The other large SV reported in the present study is a large duplication of IR in cpDNAs of severalDXWR159 seedlings. Compared to the wild-type cpDNA, the mutant acquired a 22804-bp insertion and a 319-bp deletion. The 22804-bp insert includes an entire IR and a segment of LSC (noted as e1), while the 319-bp deleted segment is the 3' end of the IR and the 319-bp lacking IR is noted as IRa (Figure 2C). Six long (> 20 Kb) PacBio subreads (Supplementary file 2) were used as junction reads for manual curation (Materials and Methods). As a result, these junction reads span the IR-e1-IR regions (Figure 2C), validating this new finding. Although the underlying mechanism remains unknown, we have proposed a recombination model to explain these results. At the 5' end of the 319-bp deleted segment, we discovered the high-score segment pairs (HSPs) that may be involved as recombination sites (Figure 2C).
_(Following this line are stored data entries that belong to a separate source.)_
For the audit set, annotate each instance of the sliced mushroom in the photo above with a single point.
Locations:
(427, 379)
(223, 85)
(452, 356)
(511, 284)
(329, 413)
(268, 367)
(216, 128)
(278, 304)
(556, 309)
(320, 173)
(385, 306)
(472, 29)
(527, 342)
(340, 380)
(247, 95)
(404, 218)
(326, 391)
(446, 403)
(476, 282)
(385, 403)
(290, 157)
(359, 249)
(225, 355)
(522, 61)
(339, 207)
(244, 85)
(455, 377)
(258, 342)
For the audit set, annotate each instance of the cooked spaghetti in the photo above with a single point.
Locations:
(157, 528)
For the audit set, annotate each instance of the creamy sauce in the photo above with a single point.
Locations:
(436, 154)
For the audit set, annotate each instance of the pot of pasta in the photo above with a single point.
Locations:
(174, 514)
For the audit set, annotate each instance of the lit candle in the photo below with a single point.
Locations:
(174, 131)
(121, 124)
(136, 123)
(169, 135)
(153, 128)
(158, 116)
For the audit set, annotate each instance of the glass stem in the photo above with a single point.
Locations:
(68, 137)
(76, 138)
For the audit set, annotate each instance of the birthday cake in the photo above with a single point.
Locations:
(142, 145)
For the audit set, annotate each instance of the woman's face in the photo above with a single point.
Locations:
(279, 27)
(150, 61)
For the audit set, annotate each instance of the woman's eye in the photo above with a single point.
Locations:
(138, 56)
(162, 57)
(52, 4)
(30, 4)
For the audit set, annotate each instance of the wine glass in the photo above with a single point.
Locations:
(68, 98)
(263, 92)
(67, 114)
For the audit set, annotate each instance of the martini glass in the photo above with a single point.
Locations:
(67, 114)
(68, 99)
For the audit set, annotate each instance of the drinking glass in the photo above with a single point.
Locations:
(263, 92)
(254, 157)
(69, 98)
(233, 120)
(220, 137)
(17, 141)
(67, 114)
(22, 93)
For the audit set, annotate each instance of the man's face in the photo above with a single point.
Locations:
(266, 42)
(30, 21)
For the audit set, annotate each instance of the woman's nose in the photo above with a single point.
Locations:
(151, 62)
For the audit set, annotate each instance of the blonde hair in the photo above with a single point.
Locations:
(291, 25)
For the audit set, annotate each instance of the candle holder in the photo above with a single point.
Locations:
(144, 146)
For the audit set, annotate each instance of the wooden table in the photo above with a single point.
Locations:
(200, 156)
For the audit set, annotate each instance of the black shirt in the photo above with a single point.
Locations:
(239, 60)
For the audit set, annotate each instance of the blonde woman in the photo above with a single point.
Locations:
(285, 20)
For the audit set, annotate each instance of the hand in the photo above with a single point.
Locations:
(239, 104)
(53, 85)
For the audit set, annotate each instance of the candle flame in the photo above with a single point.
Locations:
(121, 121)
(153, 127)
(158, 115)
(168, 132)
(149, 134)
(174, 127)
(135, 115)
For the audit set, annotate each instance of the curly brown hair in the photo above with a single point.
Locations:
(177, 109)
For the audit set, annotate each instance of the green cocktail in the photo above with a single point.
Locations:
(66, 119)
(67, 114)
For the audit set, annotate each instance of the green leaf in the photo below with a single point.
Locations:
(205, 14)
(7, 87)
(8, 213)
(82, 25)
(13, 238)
Accordingly, in this model, a recombination event between two cpDNA molecules, results in an exchange between e1+IR2+SSC and the 319-bp segment plus SSC. Consequently, one of the two cpDNA molecules acquired a large duplication of IR, whereas the other lost an IR. Although the IR‑lacking sequence was not detected in the present study, it had been previously reported in Onobrychisspp. [1]. Using this model, we also explained the SSC switching (Figure 2B).